Ein Motor heult auf und ein Jeep mit einer Art Schneeschaufel am Kühlergrill rammt durch die Barrikade. Thorbens Körper verschwindet unter Stühlen und Tischen. Die Cops stürmen und die Foreigners rennen in alle Himmelsrichtungen davon, manche fallen, werden überrannt. Geschosse fliegen, ziehen weiße Rauchfäden hinter sich her, hüpfen über die Straße. Das Gas legt sich in meine Augen, auf die Haut und in die Lungen - like acid. Ich huste, bis der Rachen ganz trocken ist und ich meine Mandeln spüre, ziehe den Kragen meines Leinenhemds über die Nase und muss mich übergeben. Das Erbrochene fällt warm über meine Brust, klatscht zwischen die Espadrilles.
Eine Granate saust durch die Luft und bleibt vor dem Funkadeli liegen, genau dort, wo ich vorhin mit Boris und Thorben gesessen bin. Boris liegt auf dem Boden. Ein Knüppel saust herab und senkt sich in seine Stirn.
Jemand greift meinen Nacken und ich bekomme Goose Bumps.
Ich folge Mavis ins Moon. Wir rennen hinter die Bar, durch die Küche, in einen Hinterhof. Dort geht mir die Puste aus. Meine Lungen rasseln und ich stütze mich mit den Händen auf die Knie.

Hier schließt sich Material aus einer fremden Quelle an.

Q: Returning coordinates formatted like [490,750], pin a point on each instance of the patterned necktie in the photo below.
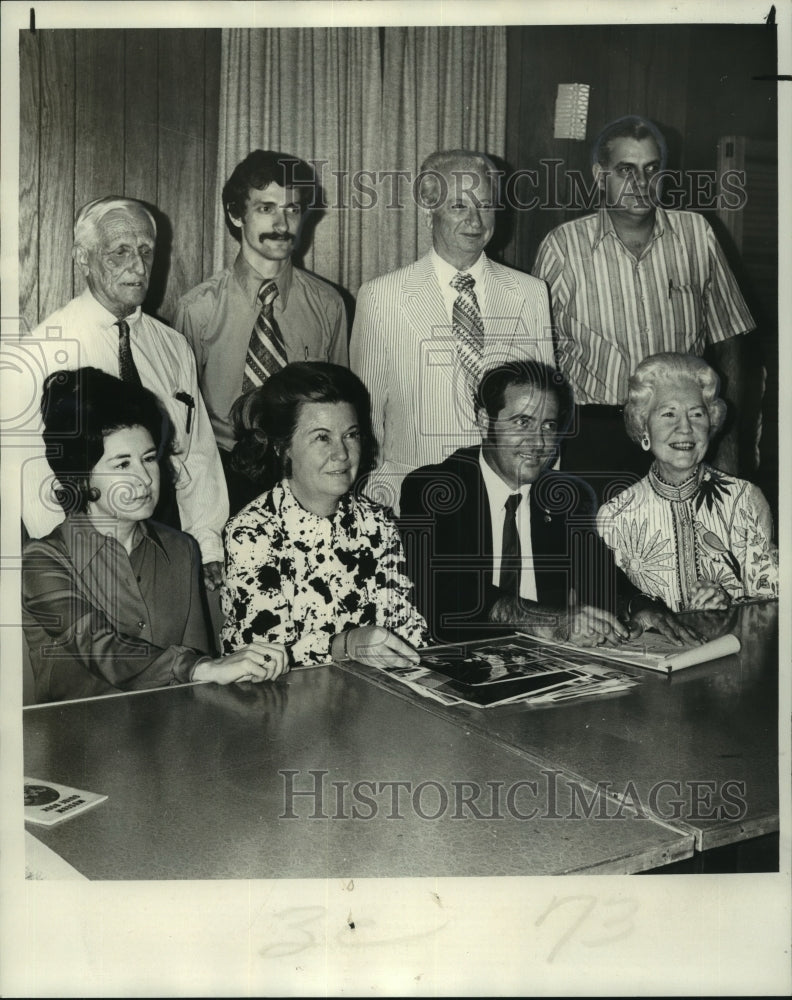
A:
[511,552]
[468,328]
[127,369]
[266,352]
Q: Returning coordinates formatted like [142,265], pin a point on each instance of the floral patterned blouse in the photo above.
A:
[712,527]
[297,578]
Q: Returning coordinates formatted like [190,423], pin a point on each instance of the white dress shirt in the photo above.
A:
[447,272]
[166,366]
[498,492]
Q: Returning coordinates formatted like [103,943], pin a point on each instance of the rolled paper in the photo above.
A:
[724,645]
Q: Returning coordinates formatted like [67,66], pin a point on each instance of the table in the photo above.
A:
[710,732]
[195,789]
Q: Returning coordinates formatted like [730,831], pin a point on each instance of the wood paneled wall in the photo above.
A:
[698,83]
[116,112]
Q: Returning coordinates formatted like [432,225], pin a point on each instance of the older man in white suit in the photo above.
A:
[425,333]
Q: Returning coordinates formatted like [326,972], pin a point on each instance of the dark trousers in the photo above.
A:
[597,449]
[241,490]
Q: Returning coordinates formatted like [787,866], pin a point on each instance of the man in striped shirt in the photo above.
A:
[630,281]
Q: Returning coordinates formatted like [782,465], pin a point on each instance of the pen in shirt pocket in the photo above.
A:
[189,402]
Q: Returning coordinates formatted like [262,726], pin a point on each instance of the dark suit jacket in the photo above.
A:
[447,532]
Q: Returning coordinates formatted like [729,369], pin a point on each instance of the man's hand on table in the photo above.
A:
[584,625]
[374,646]
[259,661]
[668,625]
[590,626]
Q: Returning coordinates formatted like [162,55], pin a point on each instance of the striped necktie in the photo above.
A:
[511,553]
[468,328]
[266,352]
[127,369]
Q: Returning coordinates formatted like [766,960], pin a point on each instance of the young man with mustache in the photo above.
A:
[253,318]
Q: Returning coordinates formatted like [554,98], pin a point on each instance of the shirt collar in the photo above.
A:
[497,490]
[445,271]
[93,311]
[84,542]
[251,281]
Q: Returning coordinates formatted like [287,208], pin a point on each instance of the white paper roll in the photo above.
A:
[724,645]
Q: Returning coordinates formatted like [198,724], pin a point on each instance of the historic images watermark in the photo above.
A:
[547,186]
[310,795]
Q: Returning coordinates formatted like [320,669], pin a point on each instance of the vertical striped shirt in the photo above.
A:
[611,310]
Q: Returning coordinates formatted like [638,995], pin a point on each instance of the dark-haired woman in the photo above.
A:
[310,563]
[111,598]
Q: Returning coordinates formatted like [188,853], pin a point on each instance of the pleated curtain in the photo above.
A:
[355,100]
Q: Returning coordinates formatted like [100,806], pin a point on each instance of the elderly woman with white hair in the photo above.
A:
[686,535]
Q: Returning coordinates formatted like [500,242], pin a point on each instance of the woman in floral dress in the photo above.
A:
[687,535]
[311,561]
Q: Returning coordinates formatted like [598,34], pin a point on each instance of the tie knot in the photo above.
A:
[512,502]
[267,293]
[463,282]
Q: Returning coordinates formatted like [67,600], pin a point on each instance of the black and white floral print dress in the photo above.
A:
[297,578]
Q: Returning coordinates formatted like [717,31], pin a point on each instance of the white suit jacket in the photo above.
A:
[403,348]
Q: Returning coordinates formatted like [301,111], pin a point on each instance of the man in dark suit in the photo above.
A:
[495,539]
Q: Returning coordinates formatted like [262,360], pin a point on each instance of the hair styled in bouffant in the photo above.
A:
[676,368]
[80,408]
[264,419]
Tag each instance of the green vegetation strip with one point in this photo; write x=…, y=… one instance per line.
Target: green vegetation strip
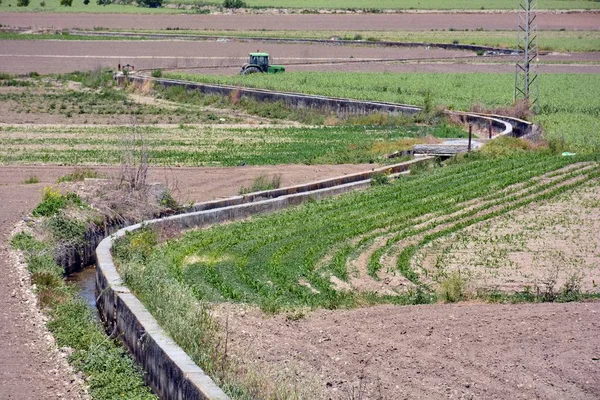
x=262, y=261
x=418, y=4
x=194, y=145
x=284, y=261
x=110, y=372
x=565, y=98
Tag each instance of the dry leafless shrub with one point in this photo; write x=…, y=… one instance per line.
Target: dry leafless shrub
x=134, y=160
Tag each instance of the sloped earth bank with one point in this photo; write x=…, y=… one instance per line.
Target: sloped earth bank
x=30, y=365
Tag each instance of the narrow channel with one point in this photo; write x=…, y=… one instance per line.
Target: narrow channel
x=85, y=281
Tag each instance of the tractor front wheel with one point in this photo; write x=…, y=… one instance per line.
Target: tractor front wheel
x=251, y=70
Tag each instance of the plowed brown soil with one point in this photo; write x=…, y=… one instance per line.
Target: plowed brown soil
x=21, y=56
x=30, y=368
x=464, y=351
x=406, y=22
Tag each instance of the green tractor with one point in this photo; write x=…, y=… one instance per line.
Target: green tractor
x=259, y=62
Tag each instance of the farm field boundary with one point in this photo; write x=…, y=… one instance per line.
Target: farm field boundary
x=170, y=371
x=501, y=124
x=149, y=344
x=341, y=42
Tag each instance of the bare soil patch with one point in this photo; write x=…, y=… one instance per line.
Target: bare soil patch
x=463, y=351
x=227, y=57
x=407, y=21
x=30, y=365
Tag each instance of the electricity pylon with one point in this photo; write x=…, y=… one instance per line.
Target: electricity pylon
x=526, y=76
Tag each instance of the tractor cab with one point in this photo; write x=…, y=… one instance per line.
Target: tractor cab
x=259, y=62
x=259, y=59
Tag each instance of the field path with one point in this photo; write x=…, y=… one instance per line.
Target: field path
x=311, y=22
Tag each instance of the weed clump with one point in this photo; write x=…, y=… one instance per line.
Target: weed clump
x=262, y=183
x=31, y=180
x=80, y=174
x=452, y=288
x=53, y=201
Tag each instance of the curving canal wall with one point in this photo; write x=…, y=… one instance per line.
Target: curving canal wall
x=341, y=107
x=169, y=370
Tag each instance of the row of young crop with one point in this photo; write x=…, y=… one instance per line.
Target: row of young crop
x=194, y=145
x=262, y=261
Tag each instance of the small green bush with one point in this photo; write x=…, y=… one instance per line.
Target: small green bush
x=452, y=288
x=234, y=3
x=136, y=246
x=67, y=230
x=79, y=175
x=261, y=183
x=53, y=201
x=167, y=200
x=379, y=178
x=32, y=179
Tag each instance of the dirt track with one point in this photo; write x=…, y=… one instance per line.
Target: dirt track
x=23, y=56
x=383, y=22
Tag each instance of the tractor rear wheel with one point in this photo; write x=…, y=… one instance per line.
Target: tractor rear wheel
x=251, y=70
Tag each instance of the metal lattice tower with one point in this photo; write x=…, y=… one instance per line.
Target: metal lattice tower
x=526, y=76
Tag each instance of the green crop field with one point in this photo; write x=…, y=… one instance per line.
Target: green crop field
x=194, y=146
x=287, y=259
x=565, y=98
x=333, y=253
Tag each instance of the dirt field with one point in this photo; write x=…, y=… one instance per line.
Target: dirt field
x=29, y=366
x=407, y=22
x=463, y=351
x=226, y=57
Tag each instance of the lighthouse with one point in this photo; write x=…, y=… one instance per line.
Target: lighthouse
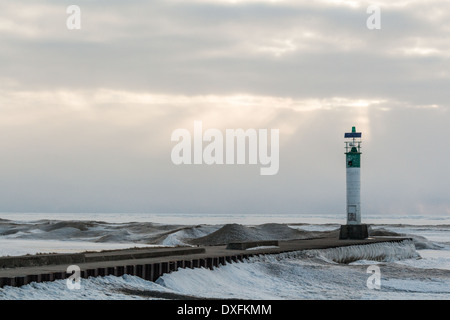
x=353, y=229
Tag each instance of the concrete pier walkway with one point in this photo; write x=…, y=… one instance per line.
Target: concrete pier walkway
x=151, y=263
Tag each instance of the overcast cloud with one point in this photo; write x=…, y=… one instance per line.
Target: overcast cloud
x=86, y=115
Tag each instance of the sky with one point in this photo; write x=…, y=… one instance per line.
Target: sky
x=86, y=115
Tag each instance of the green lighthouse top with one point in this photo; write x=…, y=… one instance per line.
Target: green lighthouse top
x=353, y=144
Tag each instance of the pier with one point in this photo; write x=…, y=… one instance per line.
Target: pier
x=150, y=263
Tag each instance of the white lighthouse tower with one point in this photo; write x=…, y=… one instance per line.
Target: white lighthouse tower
x=353, y=229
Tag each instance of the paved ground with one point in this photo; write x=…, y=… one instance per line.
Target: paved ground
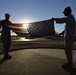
x=37, y=62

Der Geruch von Seafood und Koriander steht in der Hitze. An den Wänden der Backsteinhäuser klebt Efeu und zwischen den Fenstern sind Leinen gespannt, an denen Qipaos hängen. In einer Erdgeschosswohnung sitzt eine Chinesin am offenen Fenster und beobachtet mich. Sie hat Stäbchen in der Hand und führt Dumplings in ihren faltigen Mund, ohne den Blick von mir abzuwenden. Für einen Moment ist es, als wären wir ganz weit weg von der YKL, den Knüppeln und Granaten.
Mavis packt meinen Ellenbogen: „You wanted to save me. Now I save you.“
Wir rennen in einen Durchgang und kommen zu einem Eisentor. Ich rüttele an der Klinke, aber das Tor bewegt sich nicht und scheppert nur.
„Zhǐbù!“, brüllt es hinter uns.
Schritte hallen durch den Hof. An der Wand stehen Mülltonnen und ich steige auf eine und hieve mich auf das Tor. Ich packe Mavis´ Hand. Sie fühlt sich warm und feucht an und ich ziehe mit aller Kraft und in dem Moment greifen zwei Cops Mavis´ Beine.
In ihrem rechtem Auge liegt die Kontaktlinse schräg über der braunen Iris. Mavis sieht liebevoll aus, als sie fällt.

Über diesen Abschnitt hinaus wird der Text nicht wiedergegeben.